Where Duke failed was through his ostentatious official past. His espousal of anti-semitic, anti black politicking stated for what it was. The cross burning couldn’t be airbrushed from Duke’s history, whereas Trump gets the police to enact his enmity and racism with only a powder puff hairs and an orange fake tan that says;

“Me, a Nazi, looking like this? Oh come on.”

It’s wonderfully narrated with relish, and a degree of awe (fear really) by Josh Levin. His anguish is palpable as he tells the tale of what could have been…

…and is now.

The Dropout: Podcast Review.

The story of Elizabeth Holmes and Theranos is an unbelievable tale of ambition and fame gone terribly wrong.

So say ABC Studios in promoting the podcast of Elizabeth Holmes’ outrageous fooling of too many people that shouldn’t have been fooled.

Theranos was her college idea (for which she dropped out hence the title) a machine that analysed single droplets of blood to diagnose up to 100’s of health conditions like diabetes in a single drop with no need to draw blood via syringe.

A life changer for the planet. And Chiat Day’s ads fell nothing short of that claim.

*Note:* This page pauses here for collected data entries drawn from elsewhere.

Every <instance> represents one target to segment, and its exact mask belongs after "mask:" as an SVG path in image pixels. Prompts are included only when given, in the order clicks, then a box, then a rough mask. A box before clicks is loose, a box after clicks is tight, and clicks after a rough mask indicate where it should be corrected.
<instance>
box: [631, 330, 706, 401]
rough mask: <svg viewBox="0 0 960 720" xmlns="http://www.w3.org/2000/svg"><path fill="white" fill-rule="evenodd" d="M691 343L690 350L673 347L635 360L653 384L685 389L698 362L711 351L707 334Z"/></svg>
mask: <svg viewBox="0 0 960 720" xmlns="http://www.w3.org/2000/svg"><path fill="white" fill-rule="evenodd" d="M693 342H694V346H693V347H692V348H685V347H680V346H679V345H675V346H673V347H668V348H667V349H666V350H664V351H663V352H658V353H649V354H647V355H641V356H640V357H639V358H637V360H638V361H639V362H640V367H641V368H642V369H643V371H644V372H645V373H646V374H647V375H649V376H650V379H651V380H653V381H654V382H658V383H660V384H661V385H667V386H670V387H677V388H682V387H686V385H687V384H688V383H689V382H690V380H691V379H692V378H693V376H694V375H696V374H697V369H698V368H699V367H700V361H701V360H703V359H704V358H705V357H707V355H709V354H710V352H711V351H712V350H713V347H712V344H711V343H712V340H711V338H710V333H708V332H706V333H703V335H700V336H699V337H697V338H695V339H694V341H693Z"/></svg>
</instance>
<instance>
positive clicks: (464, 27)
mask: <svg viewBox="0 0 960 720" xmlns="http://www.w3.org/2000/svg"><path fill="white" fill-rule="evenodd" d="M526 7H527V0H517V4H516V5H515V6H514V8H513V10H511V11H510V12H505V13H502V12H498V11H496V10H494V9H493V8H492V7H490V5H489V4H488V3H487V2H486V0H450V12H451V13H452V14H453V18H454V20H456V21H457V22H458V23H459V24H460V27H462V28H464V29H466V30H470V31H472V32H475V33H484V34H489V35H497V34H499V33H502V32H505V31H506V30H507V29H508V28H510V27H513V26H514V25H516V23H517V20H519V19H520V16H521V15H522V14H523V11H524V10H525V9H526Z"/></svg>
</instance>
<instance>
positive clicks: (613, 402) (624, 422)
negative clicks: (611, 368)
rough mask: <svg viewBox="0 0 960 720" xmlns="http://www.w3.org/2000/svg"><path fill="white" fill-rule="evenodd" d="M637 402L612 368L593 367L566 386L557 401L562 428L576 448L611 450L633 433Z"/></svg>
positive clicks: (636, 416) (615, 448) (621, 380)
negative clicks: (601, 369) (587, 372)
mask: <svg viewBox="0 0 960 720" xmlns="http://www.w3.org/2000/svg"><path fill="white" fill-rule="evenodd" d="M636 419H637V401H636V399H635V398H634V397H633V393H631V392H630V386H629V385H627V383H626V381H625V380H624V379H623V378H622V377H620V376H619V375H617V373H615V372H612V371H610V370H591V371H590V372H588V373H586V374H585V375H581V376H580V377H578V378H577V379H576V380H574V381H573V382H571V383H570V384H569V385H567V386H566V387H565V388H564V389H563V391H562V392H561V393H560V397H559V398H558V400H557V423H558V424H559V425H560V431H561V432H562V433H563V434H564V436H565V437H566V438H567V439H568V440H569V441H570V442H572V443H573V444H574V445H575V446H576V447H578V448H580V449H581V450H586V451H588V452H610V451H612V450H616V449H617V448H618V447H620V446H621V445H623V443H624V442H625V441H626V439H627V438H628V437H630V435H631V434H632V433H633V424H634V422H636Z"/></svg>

Except every single analysis ever done by Theranos required a syringe draw. Because they weren’t analysed on Theranos machines.

She fooled Walgreens into signing an exclusive distribution deal.

She copied Steve Jobs by wearing all black turtlenecks.

She adopted a deep baritone voice that was 100% fake, to give her an air of authority.

She suckered US Secretary of State for Defence George Schultz, but not his grandson.

Henry fucking Kissinger sat on her board.

Bill Gates invested millions, so did Rupert Murdoch ($125m to be precise).

And at one time it was valued at $9billion.

All on a bare faced lie. A hoax of grand proportions. Gargantuan in fact.

You have to feel sorry for the small investors, more so for the poor people that were given incorrect diagnoses, but the big boys were simply suckered, and failed in their due diligence.

It’s a brilliant story, brilliantly researched and brilliantly narrated by Rebecca Jarvis.

High quality stuff that you should seek out now.